The municipal elections of a small city may seem like an unlikely way to make history after 2,300 years of history, but that’s what happened in June when the Greek city of Ioannina elected a Jew as mayor — the first ever in Greece, despite widespread anti-Semitism.

The mayor-elect of Ioannina, from a region subject to the Ottoman Empire until 1913, is named Moses Elisaf. He’s 65 years old and a Romaniote Jew, descendant of the oldest Jewish diaspora in Europe, founded by Jews receptive to Greek culture who built their earliest known synagogue in the 2nd century B.C.

Despite the community’s long history, and in Elisaf, the political victory of a native son, the question of how long Ioannina will be home to Jews is ever-present.

“We have to work to keep the traditions, the monuments. I have a lot of obligations now to honor the citizens of my city, and also as a Jewish leader,” said Elisaf, adding, “I’m not sure that this community can stand for a long time.”

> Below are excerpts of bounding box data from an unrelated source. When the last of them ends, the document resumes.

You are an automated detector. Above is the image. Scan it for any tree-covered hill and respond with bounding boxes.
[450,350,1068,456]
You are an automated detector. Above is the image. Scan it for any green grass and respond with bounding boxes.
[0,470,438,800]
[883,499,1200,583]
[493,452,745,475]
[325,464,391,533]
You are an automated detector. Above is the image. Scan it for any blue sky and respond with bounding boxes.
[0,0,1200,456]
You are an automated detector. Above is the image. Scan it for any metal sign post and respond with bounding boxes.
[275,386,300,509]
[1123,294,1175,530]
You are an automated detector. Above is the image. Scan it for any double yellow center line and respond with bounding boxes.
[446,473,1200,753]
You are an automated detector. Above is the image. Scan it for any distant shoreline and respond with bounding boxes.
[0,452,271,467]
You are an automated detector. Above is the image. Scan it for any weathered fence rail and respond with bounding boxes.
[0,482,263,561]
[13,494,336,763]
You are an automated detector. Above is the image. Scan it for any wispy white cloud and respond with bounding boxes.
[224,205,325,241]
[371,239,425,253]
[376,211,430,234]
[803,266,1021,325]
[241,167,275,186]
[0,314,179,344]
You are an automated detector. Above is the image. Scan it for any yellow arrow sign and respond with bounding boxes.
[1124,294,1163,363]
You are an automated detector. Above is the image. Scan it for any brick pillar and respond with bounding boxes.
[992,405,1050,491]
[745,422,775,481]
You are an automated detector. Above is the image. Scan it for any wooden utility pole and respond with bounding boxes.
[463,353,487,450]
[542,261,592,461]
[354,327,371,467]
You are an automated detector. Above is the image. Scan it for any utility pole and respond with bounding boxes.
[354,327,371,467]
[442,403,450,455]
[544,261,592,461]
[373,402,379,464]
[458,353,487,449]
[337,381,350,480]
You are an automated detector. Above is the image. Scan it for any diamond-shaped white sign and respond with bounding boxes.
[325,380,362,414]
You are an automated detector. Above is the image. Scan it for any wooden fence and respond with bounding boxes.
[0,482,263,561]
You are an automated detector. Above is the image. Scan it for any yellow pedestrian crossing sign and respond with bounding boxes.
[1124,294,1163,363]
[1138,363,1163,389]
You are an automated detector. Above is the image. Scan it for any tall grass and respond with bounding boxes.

Ioannina is a bustling university town on a mountain lake; its landlocked charm is one of the best-kept secrets in Greece, which famous more for its telegenic Aegean islands. The acropolis rises from Byzantine castle walls near the square where the Nazis deported the Jewish population on March 25, 1944. The mayor’s office would not recognize these facts until 2006, when research made headlines.

Indeed, a vote for Elisaf was not a statement in favor of multiculturalism. He is a doctor and a professor of medicine; independent financially and politically. People voted for him to stand against corruption, and even then, his victory was a narrow one — by 200 out of 40,000 votes cast. Elisaf is married and has no children.

“The people know who they voted for. I was elected despite the growing anti-Semitism all over the country. It is well known that Greece is a country with a great rate of anti-Semitism, but it is verbal. It’s not violent,” said Elisaf, relieved not to have heard slurs directly during his campaign.

Elisaf, who served on city council twice in 2006 and 2014, is outspokenly Jewish. He does not separate his Greek and Jewish identities, nor does he see a conflict in remaining president of the Jewish community, a position he has held for nearly 20 years.

A week after the election, Elisaf sat confidently in his community’s Old Synagogue, which was saved during World War II by an Ioannina mayor who convinced the Nazis it was a library. Sunlight stretched over the empty wooden benches in the oldest and largest synagogue in the Balkans, full only once a year now for Yom Kippur. A Romaniote cantor named Haim Ischakis flies in from Athens, proud of his Ioannina roots.